Equity is essentially how Canada has such a narrow socio-economic gap. Canada has a ‘strong base in literacy’, according to Professor David Booth, as he spoke with BBC.

When it comes to equal opportunity, Canada trains their staff well to be able to identify individuals who are struggling, instead of letting them flounder.

Another great example of this is how Canada demonstrates little difference in the results between children coming from ‘rich vs. poor’ families, and in test results between schools. This is in comparison with the average of other developed countries, like the U.S.

The United States is one of the countries targeted by the OECD, with the data from the PISA results, to help them improve their system, according to the Educational Research NewsletterCanada, along with Finland and Shanghai, is reported as setting examples for U.S education.

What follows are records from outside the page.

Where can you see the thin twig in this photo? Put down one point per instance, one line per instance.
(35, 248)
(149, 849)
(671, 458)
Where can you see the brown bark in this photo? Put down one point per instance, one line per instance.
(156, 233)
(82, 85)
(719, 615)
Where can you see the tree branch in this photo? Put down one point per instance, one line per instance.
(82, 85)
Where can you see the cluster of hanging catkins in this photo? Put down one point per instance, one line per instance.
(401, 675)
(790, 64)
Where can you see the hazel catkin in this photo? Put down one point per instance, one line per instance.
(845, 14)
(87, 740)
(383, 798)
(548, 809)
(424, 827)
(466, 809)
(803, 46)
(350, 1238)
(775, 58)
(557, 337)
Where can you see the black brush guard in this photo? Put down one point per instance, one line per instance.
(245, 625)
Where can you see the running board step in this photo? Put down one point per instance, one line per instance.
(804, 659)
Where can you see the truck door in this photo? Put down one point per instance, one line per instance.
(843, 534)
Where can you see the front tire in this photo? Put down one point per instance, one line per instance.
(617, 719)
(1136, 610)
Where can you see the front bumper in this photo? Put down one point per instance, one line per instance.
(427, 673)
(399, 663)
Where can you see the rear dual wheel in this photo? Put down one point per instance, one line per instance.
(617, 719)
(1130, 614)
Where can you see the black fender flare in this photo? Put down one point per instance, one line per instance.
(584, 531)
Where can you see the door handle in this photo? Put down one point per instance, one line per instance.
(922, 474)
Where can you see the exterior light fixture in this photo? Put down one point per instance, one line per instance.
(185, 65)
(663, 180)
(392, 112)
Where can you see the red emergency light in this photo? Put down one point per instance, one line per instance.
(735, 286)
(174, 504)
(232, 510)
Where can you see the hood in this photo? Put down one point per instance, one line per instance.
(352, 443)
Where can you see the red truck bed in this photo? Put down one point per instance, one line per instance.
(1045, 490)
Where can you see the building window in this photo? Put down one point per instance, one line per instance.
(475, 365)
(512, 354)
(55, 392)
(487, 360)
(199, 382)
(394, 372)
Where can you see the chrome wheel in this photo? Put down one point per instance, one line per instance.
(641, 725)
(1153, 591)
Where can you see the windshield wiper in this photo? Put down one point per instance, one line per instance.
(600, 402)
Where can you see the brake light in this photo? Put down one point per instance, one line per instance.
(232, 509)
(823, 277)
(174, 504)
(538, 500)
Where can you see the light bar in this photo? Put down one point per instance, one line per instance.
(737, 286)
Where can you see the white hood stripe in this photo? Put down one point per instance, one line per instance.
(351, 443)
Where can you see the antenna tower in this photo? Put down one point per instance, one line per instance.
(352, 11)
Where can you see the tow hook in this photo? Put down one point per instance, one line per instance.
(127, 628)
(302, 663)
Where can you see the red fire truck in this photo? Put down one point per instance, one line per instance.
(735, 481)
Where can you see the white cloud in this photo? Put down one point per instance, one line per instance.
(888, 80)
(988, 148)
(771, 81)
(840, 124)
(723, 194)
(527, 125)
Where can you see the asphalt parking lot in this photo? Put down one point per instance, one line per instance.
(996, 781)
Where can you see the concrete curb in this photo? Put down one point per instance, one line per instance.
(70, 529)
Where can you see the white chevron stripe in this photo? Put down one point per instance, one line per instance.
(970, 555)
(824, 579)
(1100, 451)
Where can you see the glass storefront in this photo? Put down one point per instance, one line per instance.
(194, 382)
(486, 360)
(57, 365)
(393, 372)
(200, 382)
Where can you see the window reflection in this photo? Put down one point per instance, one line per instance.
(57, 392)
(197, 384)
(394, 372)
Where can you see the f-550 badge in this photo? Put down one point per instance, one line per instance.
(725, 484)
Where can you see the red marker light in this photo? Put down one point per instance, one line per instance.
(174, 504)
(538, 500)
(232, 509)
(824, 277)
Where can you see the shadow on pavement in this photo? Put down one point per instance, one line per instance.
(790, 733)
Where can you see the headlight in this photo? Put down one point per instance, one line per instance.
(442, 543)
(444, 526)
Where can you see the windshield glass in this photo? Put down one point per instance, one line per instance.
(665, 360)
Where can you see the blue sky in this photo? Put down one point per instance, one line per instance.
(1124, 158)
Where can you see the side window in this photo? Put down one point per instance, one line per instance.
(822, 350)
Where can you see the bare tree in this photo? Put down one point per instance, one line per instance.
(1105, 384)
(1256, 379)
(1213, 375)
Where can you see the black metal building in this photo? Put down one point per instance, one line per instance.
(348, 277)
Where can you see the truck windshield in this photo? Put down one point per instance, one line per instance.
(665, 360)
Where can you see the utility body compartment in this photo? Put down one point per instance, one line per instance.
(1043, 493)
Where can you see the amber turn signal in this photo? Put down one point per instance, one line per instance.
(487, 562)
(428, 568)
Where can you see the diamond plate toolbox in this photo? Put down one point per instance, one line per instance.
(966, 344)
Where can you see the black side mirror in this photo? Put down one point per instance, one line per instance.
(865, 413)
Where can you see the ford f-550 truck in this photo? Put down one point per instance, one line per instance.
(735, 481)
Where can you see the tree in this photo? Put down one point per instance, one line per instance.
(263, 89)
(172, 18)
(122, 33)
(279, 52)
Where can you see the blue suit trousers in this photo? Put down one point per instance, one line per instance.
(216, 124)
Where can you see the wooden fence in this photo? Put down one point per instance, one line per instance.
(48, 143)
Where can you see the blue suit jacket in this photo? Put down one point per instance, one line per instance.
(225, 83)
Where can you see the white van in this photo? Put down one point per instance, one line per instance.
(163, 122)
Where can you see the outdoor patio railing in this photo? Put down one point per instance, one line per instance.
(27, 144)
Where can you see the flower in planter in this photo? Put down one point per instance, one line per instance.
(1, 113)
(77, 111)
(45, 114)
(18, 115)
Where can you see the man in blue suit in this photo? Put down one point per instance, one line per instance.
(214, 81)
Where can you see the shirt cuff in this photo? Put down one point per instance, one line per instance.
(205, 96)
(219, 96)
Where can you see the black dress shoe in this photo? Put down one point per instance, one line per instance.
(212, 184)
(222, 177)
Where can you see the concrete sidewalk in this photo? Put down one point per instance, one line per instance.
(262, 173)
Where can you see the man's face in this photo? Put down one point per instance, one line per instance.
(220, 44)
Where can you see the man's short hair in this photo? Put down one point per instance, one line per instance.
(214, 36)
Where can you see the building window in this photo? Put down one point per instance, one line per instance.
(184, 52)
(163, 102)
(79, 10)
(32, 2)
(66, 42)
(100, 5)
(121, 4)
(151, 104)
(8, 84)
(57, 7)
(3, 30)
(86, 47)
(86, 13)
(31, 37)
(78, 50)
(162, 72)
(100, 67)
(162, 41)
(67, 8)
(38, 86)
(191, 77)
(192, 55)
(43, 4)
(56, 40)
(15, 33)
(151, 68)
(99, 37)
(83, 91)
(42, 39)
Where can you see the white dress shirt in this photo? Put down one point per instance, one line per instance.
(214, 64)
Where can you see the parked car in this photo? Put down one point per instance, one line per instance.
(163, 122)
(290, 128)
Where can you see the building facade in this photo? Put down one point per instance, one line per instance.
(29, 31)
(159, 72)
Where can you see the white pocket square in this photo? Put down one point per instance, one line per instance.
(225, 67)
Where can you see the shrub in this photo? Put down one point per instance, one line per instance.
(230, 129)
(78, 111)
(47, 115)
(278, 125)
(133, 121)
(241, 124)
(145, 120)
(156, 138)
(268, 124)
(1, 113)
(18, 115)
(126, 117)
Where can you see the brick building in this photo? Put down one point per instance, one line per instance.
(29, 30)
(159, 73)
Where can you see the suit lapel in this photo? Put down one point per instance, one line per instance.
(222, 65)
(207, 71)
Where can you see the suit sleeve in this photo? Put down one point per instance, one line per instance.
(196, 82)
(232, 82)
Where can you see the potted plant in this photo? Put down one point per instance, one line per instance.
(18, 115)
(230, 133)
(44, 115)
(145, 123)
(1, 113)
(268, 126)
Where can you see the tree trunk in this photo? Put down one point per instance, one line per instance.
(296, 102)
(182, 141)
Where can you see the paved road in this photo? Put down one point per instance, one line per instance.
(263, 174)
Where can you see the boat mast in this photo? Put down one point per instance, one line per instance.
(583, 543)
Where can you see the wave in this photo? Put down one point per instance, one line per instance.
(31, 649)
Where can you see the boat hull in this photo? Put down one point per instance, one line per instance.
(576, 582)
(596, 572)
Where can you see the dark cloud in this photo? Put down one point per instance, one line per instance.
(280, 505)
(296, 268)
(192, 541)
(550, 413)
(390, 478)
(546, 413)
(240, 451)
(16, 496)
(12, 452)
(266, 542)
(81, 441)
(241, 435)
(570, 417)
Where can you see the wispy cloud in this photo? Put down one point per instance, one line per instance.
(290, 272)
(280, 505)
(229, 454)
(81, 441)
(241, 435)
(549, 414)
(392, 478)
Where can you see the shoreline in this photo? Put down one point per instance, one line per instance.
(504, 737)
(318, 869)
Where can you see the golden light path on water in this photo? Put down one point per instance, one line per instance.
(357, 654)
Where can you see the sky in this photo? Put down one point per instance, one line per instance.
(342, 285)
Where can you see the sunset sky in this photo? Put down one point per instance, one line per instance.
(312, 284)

Trump may want a wall that divides Canada and the U.S., but evidence from the PISA test might convince him that neighbouring influences might not be such a bad idea. After all, Canada doesn’t just have the competitive grades, we also have the social advantage of playing fair with our neighbours. This both strengthens our international ties and results in high success rates among students, a much-needed foundation for a stronger future in education.

According to BBC, due to a record level of applications from overseas students, Canada is now seen as ‘a North American alternative to the United States.’ BBC emphasizes that universities are now benefiting from the ‘Trump effect’.

Moving forward into this next academic year, we can rest assured that Canadians will now be known for their social and academic intellect, as well as our admirable manners. Let’s hope that the U.S. can catch on.